The $6.8 billion Trans Mountain project involves twinning its existing 1,150-kilometre pipeline from the Alberta oilsands to its terminal in Burnaby to increase pipeline capacity to 890,000 barrels a day from 300,000.

Just as the proposed Trans Mountain pipeline expansion seemed to be within striking distance of winning a regulatory permit, the British Columbia government formally requested its rejection Monday in a submission to the National Energy Board (NEB).

The takeaway: Alberta’s – and Canada’s – oil market diversification strategy is unraveling.
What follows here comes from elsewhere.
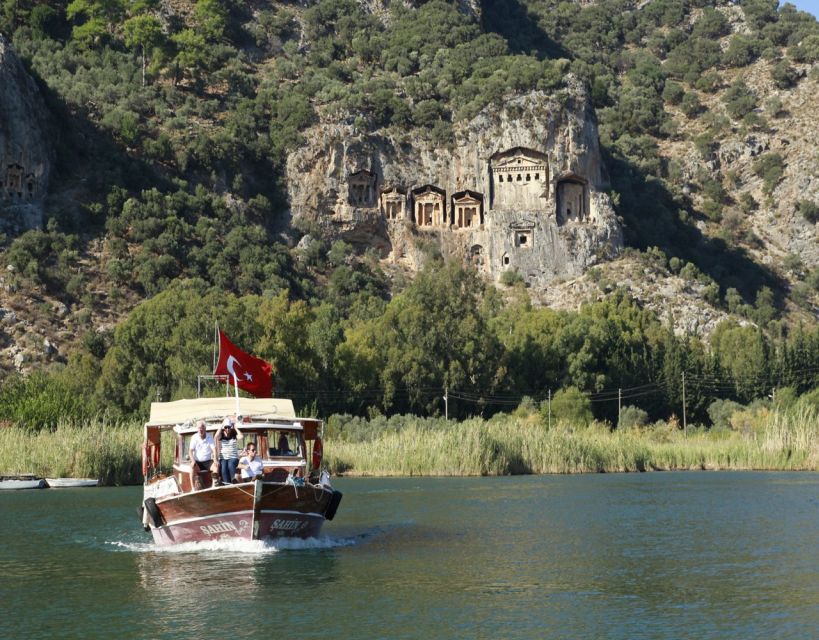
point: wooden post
(685, 424)
(550, 408)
The other takeaway: The climate change policy implemented by Alberta’s NDP government to secure pipeline approvals, with much encouragement from Justin Trudeau’s federal Liberal government, is looking more and more like a lot of pain for zero gain.

Of the four major export pipeline projects proposed to open new markets for Canadian oil production, the TMX expansion should have been the easiest to pull off because it twins a pipeline that has been safely transporting oil from Alberta to the B.C. coast for 60 years.

But in its final argument to the NEB, which is in the last days of a two-year review, B.C. threw the book at the project, claiming: “the company has not provided enough information around its proposed spill prevention and response for the province to determine if it would use a world leading spills regime.”